Le virus maurrassien
dans les rangs de la tradition ?

Deuxième  partie

 

 

 

L'argument selon lequel les papes, en disant que la société était faite pour l'homme et non l'homme pour la société ont ouvert les portes au personnalisme version Vatican II, est erroné.

 

 

Réfutation de la thèse des contradicteurs :

 

Commençons par réfuter l'argument. Référons-nous à Julio Meinvielle, auteur de Conception catholique de la politique[1].

 

Les propos de cet auteur ne peuvent être suspectés de personnalisme car ce prêtre intègre et très savant, d’une philosophie rigoureuse, a beaucoup écrit contre le personnalisme, notamment contre le personnalisme de Maritain[2]. Par-dessus tout, l'Abbé Meinvielle se cale sur la doctrine de l'Eglise et n'en déroge pas. Dans la première phrase de Conception catholique de la politique, J. Meinvielle s’exprime ainsi :

« La politique doit être au service de l’homme. Voilà une formule qui résume le présent ouvrage, formule qui parle peu et confusément à celui qui n’a pas une idée exacte de l’homme. (p. 13)

Il répète p. 33 « La politique doit être au service de l’homme. Voilà la grande vérité que nous proclamons avec insistance. Aussi, quand le bien moral de l’homme, sans être détruit, doit se subordonner à un bien supérieur, la politique devra s’y subordonner elle aussi. »

 

Comment Julio Meinvielle arrive-t-il à poser cette affirmation ? Sur quoi se fonde-t-il ?

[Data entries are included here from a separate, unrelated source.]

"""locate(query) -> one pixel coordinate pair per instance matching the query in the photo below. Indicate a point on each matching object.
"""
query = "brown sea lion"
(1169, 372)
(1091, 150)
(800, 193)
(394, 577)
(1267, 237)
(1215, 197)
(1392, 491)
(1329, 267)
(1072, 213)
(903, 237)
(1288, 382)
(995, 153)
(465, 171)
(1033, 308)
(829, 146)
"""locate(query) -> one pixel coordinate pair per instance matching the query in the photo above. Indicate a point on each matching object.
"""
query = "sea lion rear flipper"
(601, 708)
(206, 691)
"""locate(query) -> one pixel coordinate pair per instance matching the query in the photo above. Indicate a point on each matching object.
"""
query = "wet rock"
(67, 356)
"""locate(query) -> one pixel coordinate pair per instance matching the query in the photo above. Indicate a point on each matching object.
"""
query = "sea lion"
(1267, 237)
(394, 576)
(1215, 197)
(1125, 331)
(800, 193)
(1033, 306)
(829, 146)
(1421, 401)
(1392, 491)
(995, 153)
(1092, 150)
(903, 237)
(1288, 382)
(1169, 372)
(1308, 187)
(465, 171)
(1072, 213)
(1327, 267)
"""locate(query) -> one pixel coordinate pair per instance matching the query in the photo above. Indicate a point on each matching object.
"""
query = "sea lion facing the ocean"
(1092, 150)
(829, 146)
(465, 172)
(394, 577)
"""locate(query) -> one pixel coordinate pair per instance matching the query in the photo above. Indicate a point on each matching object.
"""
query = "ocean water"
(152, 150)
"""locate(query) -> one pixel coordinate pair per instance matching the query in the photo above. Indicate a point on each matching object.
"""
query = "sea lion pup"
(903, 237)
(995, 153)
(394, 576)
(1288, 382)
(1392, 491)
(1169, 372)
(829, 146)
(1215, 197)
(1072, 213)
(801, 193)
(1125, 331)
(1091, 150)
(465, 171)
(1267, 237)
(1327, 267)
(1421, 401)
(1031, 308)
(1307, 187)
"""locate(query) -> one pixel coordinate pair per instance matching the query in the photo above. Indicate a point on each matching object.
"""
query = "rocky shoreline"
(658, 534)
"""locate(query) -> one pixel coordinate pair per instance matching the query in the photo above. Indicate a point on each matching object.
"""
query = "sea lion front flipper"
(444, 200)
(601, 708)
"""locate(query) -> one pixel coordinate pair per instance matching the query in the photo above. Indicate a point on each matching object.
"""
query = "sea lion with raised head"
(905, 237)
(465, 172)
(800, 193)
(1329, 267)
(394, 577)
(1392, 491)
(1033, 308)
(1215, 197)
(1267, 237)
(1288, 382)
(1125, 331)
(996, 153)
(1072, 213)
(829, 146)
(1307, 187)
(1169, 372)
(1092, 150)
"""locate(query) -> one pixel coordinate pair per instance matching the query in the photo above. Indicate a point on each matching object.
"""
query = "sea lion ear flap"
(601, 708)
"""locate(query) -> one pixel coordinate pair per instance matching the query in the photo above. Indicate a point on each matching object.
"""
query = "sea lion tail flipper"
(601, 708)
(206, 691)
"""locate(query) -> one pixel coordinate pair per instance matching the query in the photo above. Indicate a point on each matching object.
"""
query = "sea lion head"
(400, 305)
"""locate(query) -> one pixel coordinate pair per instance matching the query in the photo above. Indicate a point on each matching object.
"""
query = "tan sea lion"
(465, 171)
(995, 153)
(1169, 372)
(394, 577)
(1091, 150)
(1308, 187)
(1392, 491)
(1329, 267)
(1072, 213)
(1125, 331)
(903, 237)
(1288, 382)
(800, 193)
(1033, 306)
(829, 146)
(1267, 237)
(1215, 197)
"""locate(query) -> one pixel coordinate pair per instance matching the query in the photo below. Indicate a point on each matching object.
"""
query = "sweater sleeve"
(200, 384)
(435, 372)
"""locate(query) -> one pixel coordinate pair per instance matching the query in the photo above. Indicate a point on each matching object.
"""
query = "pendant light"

Sur la finalité ultime de l’homme, à savoir la béatitude en Dieu. Si l’homme doit se destiner à la béatitude éternelle, la société ne peut contrarier cette finalité ; elle doit au contraire s’y ajuster. Tel est le postulat de la politique chrétienne. C’est pourquoi notre auteur précise pp. 14-15 :

La politique est une activité morale qui sourd naturellement des exigences humaines de sa vie terrestre. Aussi, tant la science politique qui légifère sur les conditions essentielles de la cité terrestre, que la prudence politique, qui détermine les actions qui conviennent à certaines circonstances concrètes pour l’obtention de buts politiques déterminés, doivent s’ajuster à la vie surnaturelle. De soi, elle se développe dans un domaine purement humain jouissant d’une autonomie d’action réglée par la raison, mais tout cet ordre est surélevé dans l’économie présente par la fin surnaturelle assignée à l’homme par Dieu.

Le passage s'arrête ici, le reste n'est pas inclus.